Algunos de los grandes principios de la moral natural son efectivamente inmutables y eternos: generosidad, justicia, respeto de la dignidad humana, libertad, igualdad, fraternidad, sinceridad, honradez etc. Pero estos principios no bastan para definir la moral natural, que debe ser actualizada y concretizada. La igualdad humana es uno de los valores eternos: ¿pero basta la igualdad ante la ley, o se requiere además la igualdad de oportunidades o la igualdad de bienes? No es fácil contestar a estos interrogantes.

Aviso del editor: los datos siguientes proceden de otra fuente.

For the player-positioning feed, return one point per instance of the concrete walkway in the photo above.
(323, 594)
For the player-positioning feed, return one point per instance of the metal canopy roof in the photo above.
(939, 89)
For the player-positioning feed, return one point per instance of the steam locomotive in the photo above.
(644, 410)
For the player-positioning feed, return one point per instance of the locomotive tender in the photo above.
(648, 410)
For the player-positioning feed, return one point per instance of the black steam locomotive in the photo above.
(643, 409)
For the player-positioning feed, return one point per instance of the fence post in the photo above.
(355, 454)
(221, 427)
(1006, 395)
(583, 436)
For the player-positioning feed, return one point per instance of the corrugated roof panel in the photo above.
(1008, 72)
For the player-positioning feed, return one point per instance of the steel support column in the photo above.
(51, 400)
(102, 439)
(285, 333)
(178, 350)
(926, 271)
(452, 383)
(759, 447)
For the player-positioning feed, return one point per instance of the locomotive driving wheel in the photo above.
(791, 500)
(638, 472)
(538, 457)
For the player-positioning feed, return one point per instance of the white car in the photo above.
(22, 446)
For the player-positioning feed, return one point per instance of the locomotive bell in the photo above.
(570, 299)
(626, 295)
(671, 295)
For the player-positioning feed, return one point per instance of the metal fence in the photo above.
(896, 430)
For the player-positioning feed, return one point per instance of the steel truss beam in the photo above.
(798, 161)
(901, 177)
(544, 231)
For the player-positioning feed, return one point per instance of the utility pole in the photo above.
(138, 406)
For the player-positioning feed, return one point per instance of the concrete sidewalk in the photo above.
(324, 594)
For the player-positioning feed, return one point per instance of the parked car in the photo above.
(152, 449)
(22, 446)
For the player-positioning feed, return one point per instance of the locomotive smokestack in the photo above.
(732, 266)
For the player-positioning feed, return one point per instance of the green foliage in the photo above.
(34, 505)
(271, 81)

La moral dinámica es la única capaz de regular la conducta de los hombres aquí, ahora y en estas circunstancias. Este dinamismo de la moral obliga a los moralistas a rehacer y actualizar constantemente su concepción del ser humano, ya que lo propio de nuestro existir es por una parte someterse a nuestra naturaleza y por otra perfeccionar ésta por la razón y la libertad. La aplicación de la ciencia histórica a los problemas éticos nos permite afirmar que muchos juicios morales no dependían de principios absolutos, sino sólo de situaciones históricas concretas. Pensemos p. ej. en la cuestión de la esclavitud, o en el papel social de la mujer. Pero esta aceptación de la historicidad y la posibilidad de varios tratamientos de la ley natural no debe hacernos caer en un relativismo ilimitado, pues la persona debe descubrir lo que es bueno y malo, algo que no puede determinarse arbitrariamente.

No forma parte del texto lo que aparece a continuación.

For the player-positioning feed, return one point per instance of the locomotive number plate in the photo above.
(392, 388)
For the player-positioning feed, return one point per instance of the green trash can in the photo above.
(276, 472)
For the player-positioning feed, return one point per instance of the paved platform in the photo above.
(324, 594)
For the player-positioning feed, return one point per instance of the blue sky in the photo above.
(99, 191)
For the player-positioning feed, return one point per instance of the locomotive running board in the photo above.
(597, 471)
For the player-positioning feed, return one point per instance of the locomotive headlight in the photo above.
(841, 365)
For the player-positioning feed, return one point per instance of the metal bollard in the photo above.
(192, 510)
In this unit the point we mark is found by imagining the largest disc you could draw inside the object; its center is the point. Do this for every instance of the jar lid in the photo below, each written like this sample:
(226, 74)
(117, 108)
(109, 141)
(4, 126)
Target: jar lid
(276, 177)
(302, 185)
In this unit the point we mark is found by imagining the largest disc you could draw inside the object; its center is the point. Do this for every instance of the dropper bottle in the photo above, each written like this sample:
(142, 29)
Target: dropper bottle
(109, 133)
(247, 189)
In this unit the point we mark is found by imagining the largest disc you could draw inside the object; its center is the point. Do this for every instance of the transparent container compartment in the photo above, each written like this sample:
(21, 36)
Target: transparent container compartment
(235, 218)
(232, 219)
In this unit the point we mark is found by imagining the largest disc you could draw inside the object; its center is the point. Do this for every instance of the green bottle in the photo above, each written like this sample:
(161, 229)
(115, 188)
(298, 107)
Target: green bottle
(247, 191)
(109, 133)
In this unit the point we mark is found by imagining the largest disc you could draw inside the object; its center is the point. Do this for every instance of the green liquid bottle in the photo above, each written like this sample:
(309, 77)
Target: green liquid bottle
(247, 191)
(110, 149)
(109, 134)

Indudablemente siempre hay el peligro de errores, manipulaciones y falsas interpretaciones, pero este peligro de equivocarse existe en todos los sectores en los que el hombre quiere vivir con una cierta autenticidad, sin que por ello debamos renunciar a los valores eternos y a su realización de modo adecuado a nuestros tiempos y circunstancias. La misión primordial de la moral natural promocionando los valores hace que esta moral no sea un mero sociologismo, es decir hay cosas que aunque las hagan la mayoría siempre estarán mal p. ej. el adulterio o el aborto. La concepción dinámica de la naturaleza humana es la que mejor nos permite comprender la moral de Cristo. Cristo ha hecho algo más que restituir la moral natural a su primitiva dignidad, pues hasta su venida jamás los hombres habían vivido según la moral de las Bienaventuranzas. La moral de Cristo es verdaderamente una moral nueva, lo que no le impide ser una moral natural, e incluso serlo de modo eminente, pues mucho más que cualquier otra moral ha contribuido y seguirá contribuyendo al crecimiento de la humanidad.